Собственно, уже задолго до окончательной гибели нашего героя реальность его литературного существования начала истощаться, вытесняясь необобщенной, бесформенной реальностью жизни — приближением настоящего времени. Как только мы наконец покончили с предысторией и приступили к собственно сюжету (анекдоту) третьей части, то и вышел анекдот: «Приходит Бланк к князю Одоевцеву, а там Митишатьев»… Тут и произошел окончательный обрыв Левиной тающей реальности. И лишь их чудовищные организмы, выдерживавшие такую пьянку, то есть та нереальность, к которой они сами прибегли (опьянение), позволила автору дотянуть до конца. Я хочу сказать, что то, чего мы сейчас достигли, началось уже давно, так давно, как только мы в силах помнить. Пользуясь языком наших растениеводов литературы, в романе «зрели ростки будущего, уходящего корнями в прошлое». И вот нам не откусить от этой будущей смоквы. И с запальчивостью того, кто не нам чета, и мы говорим: «Засохни!»


Да и по законам построения литературного произведения, он действительно окончен, наш роман. Мы достигли «пролога», то есть уже не обманываем читателя ложным обещанием продолжения. Мы вправе отложить перо — еще более вправе читатель отложить роман. Он его уже прочел. Пусть остановит именно здесь свое впечатление от целого и ограничится им. А если он такой уж мой друг, что последует за мною дальше, пусть отобьет в своем сознании эту границу и сделает все свои выводы прежде, чем продолжит. Ибо погиб или воскрес наш герой в последней строке — ничто, кроме личного вкуса, уже не руководит дальнейшим повествованием — логика развития исчерпана, вся вышла. Собственно, и вся наша негодная попытка продолжения — как раз и есть попытка доказать самому себе, что продолжение невозможно, попытка скорее литературоведческая, чем литературная: герой кончился, но мы-то прижились под академическим сводом и еще некоторое время потопчемся и помедлим из-под него выйти. Все, что я написал до сих пор, я написал для него, Воображаемого, пусть же он меня извинит или идет к черту — я хочу немножко и для себя, невообразимого, для своего уяснения, для своей чистой совести: я хочу изгнать запах писательского пота, того усилия, с каким заставлял Воображаемого со-переживать романные события как действительные. В этом для меня, видите ли, честность: образ и должен быть образ: он может быть вызван, но не должен существовать, облепив действительность, на правах реальности. Хотя бы потому не должен, что реальность — есть и меняется каждую, даже самую крохотную, секунду, а однажды вызванный образ застыл если и не навек, то на бумаге, то есть на ее век. Я, видите ли, не претендую на власть, которой уже добился. И если кто-нибудь решит, что он, как я, я его предупредил. Пусть не сердится, если окажется, что он — не я.

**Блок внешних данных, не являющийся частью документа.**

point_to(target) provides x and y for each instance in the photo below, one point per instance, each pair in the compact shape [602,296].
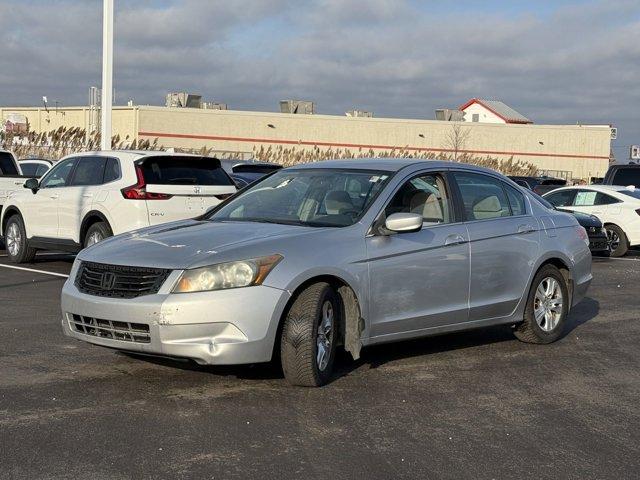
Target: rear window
[176,170]
[627,176]
[7,165]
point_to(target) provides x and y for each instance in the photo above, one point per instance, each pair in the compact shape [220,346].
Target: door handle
[455,239]
[525,229]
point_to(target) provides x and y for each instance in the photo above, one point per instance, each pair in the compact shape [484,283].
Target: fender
[85,222]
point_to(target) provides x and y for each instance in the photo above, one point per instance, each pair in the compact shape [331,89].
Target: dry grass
[63,141]
[288,156]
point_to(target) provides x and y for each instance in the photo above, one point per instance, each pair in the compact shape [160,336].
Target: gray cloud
[577,64]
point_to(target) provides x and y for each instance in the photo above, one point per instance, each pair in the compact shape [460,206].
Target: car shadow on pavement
[378,355]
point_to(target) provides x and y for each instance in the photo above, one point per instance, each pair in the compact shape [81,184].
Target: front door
[419,280]
[41,209]
[504,239]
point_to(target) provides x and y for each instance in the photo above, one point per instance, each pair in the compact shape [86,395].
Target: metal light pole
[107,75]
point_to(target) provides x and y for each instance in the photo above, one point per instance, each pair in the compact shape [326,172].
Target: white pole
[107,75]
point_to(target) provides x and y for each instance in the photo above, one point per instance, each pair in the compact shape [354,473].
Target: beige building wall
[583,150]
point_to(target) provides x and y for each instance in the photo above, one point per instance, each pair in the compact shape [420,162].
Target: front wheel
[309,336]
[618,243]
[547,308]
[15,237]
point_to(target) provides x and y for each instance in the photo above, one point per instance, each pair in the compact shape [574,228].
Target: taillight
[139,190]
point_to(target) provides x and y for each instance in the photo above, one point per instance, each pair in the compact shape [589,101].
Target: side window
[425,195]
[29,169]
[111,170]
[483,196]
[563,198]
[604,199]
[516,200]
[89,171]
[59,175]
[42,169]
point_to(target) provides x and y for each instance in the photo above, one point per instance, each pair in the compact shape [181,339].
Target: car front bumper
[225,327]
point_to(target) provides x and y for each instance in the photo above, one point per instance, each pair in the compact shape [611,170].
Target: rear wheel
[96,233]
[309,336]
[15,237]
[547,308]
[618,243]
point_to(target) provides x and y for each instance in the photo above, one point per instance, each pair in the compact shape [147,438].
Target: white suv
[89,196]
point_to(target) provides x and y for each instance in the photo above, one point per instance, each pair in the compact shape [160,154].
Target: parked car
[89,196]
[353,253]
[539,185]
[598,239]
[11,178]
[35,167]
[245,173]
[623,175]
[617,207]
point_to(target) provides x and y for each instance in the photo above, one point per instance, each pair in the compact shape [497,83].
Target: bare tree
[456,139]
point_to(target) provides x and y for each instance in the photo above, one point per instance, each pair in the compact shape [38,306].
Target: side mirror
[32,184]
[403,222]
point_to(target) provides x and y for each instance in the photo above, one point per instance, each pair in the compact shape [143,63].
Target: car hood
[189,243]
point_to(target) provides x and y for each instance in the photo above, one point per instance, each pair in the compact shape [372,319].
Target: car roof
[387,164]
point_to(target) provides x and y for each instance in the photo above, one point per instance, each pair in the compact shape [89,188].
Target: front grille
[118,281]
[125,331]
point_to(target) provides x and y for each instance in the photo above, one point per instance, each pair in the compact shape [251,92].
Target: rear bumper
[226,327]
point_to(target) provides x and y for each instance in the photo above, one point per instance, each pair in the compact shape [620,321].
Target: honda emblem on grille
[108,281]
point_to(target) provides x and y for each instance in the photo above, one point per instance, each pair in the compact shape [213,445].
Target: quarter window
[111,170]
[59,175]
[483,196]
[425,195]
[516,200]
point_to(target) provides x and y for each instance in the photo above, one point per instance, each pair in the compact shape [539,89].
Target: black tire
[530,331]
[99,228]
[623,243]
[23,253]
[299,341]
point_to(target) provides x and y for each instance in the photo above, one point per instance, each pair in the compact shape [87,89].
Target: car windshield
[314,197]
[631,193]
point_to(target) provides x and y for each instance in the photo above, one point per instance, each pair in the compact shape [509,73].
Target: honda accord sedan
[336,254]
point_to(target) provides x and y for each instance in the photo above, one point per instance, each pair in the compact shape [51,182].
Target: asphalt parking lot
[474,405]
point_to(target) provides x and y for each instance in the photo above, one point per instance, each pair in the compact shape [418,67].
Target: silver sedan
[337,254]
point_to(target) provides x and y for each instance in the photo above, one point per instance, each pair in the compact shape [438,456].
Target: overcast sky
[556,61]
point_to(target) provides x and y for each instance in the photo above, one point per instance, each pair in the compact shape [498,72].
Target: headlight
[244,273]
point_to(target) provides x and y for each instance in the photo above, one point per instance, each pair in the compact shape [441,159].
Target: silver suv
[338,253]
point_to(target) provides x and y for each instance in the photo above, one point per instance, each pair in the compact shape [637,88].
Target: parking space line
[34,270]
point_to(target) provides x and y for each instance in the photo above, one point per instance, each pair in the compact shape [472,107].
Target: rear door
[183,186]
[504,240]
[76,199]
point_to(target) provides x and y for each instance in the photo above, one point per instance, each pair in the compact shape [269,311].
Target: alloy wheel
[613,239]
[324,338]
[94,238]
[547,305]
[14,240]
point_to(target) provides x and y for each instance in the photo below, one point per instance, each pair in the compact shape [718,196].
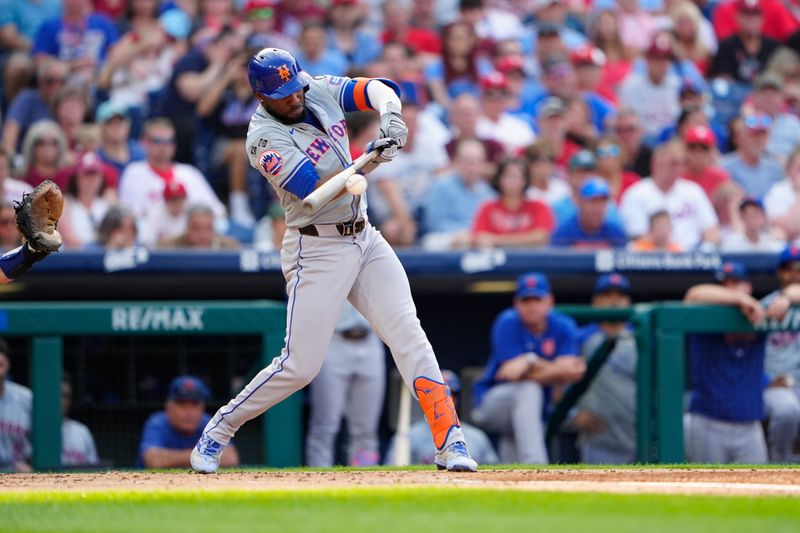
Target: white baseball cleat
[206,455]
[455,458]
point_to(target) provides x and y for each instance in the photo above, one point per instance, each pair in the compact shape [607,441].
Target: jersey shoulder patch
[271,162]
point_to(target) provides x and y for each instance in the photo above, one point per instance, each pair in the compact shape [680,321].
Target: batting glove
[386,148]
[393,127]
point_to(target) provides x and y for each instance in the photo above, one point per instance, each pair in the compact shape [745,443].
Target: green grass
[388,510]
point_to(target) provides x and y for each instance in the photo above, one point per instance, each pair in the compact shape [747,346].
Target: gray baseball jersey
[15,425]
[283,153]
[322,272]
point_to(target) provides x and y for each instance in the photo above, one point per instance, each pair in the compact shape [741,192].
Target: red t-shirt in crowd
[419,39]
[779,23]
[711,178]
[495,218]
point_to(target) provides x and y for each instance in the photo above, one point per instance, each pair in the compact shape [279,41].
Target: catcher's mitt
[37,217]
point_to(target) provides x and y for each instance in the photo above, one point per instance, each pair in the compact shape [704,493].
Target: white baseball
[356,184]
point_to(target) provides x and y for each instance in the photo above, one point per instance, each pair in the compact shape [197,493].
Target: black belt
[345,229]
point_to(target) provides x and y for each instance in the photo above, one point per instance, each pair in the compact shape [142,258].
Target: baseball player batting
[298,140]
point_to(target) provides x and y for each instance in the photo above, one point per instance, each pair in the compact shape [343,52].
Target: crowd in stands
[668,125]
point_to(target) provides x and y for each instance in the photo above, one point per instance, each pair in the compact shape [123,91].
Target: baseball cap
[176,23]
[699,134]
[494,81]
[731,270]
[588,55]
[547,29]
[661,47]
[552,105]
[110,109]
[174,190]
[612,282]
[769,80]
[595,188]
[188,388]
[452,380]
[751,200]
[749,6]
[88,161]
[757,122]
[790,254]
[532,285]
[511,64]
[582,160]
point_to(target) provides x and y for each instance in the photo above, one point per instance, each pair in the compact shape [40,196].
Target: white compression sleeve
[382,98]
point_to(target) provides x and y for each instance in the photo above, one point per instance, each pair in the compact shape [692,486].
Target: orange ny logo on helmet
[283,70]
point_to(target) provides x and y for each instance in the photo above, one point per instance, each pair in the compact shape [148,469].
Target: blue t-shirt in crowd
[727,376]
[158,433]
[570,233]
[66,42]
[136,151]
[511,338]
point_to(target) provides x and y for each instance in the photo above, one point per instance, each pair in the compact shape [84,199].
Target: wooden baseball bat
[326,192]
[402,441]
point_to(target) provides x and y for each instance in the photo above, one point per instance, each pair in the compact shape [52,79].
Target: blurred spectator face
[533,311]
[9,235]
[592,212]
[459,40]
[159,143]
[71,111]
[657,68]
[470,161]
[698,157]
[768,100]
[175,206]
[629,132]
[464,115]
[512,182]
[200,230]
[184,415]
[750,24]
[609,158]
[124,236]
[553,13]
[45,151]
[754,219]
[116,130]
[668,165]
[53,77]
[611,298]
[313,41]
[661,230]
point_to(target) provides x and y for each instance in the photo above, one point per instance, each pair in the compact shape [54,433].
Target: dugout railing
[660,331]
[48,323]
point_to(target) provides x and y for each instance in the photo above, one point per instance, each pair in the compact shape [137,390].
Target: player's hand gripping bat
[329,190]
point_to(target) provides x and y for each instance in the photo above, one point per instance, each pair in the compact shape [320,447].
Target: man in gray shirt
[782,364]
[750,165]
[606,415]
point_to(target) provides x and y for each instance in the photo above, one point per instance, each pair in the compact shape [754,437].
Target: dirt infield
[777,482]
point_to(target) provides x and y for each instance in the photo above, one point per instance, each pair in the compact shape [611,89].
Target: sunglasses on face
[161,140]
[611,150]
[754,122]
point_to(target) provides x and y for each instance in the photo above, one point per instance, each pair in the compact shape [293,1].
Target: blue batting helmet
[275,73]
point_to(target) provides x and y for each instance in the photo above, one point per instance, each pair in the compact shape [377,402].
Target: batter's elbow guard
[19,260]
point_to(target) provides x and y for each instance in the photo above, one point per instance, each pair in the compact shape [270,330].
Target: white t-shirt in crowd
[686,202]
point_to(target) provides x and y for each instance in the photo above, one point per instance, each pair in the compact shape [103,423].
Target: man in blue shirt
[533,351]
[591,227]
[169,436]
[727,380]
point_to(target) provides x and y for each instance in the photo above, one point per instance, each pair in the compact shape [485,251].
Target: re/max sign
[157,319]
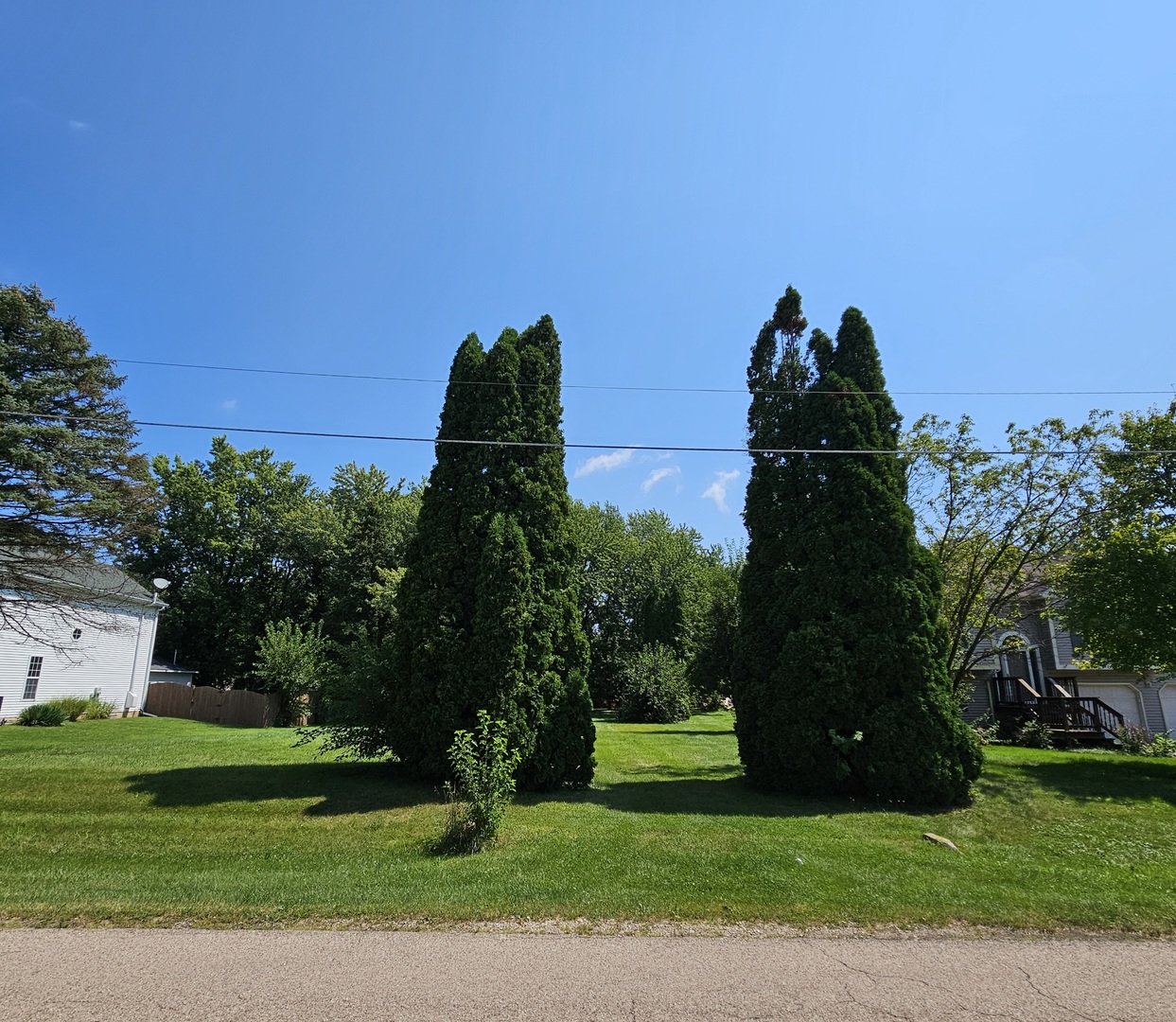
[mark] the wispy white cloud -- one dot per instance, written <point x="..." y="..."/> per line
<point x="717" y="488"/>
<point x="658" y="475"/>
<point x="605" y="463"/>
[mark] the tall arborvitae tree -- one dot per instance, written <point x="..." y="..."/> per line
<point x="487" y="606"/>
<point x="841" y="681"/>
<point x="536" y="493"/>
<point x="426" y="684"/>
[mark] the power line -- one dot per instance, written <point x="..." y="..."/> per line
<point x="565" y="446"/>
<point x="637" y="388"/>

Итак, Лева-человек — очнулся, Лева-литературный герой — погиб. Дальнейшее — есть реальное существование Левы и загробное — героя. Здесь другая логика, за гробом, вернее — никакой. Действие законов завершено неизбежностью исполнения последнего — смерти. Что там, дальше, никто не знает, и никто из большинства не поделился с нами, с живущим меньшинством. Мы шествуем в небольшой процессии за останками моего героя — существование его чрезвычайно предположительно. Здесь, за этой границей, за которой никто еще из нас не побывал, как в будущем, — все приблизительно, зыбко, необязательно, случайно, потому что здесь не действуют законы, по которым мы жили, пишем и читаем, а действуют законы, которых мы не знаем и по которым живем. Я не хочу никого задеть, но здесь очевидно проступает (на опыте моего героя), что живая жизнь куда менее реальна, чем жизнь литературного героя, куда менее закономерна, осмысленна и полна. Вот мы и вступаем в полосу жизни Льва Одоевцева, когда он перестал быть созданием разума, а сам его приобрел и не знает, к чему приложить, то есть стал почти так живым, как мы с вами. И это весьма бредовая наша рабочая гипотеза для дальнейшего повествования, что наша жизнь — есть теневая, загробная жизнь литературных героев, когда закрыта книга. Впрочем, такая гипотеза отчасти подтверждается самим читателем. Потому что, если увлеченный читатель сопереживает написанное в прошлом о прошлом как реальность, то есть как настоящее (причем почти как свое, личное), то нельзя ли софистически предположить, что настоящее героя он воспринимает как свое будущее?..

Настоящее — неделимо. Оно — все. Мы можем взглядывать на его пульсирующую плоть и видеть, что оно — живо. Эта его жизнь помимо нас — окончательная измена, ибо настоящее — не имеет к нам отношения, а мы приучили себя к принадлежности, препарируя прошлое. Слитно, цельно, неделимо — попытка отражения бедна во всем: в каждой нашей попытке уже не мы что-то доказываем, а наша попытка — доказывает нам. Ибо нет большего доказательства тому, что есть, чем его собственное существование.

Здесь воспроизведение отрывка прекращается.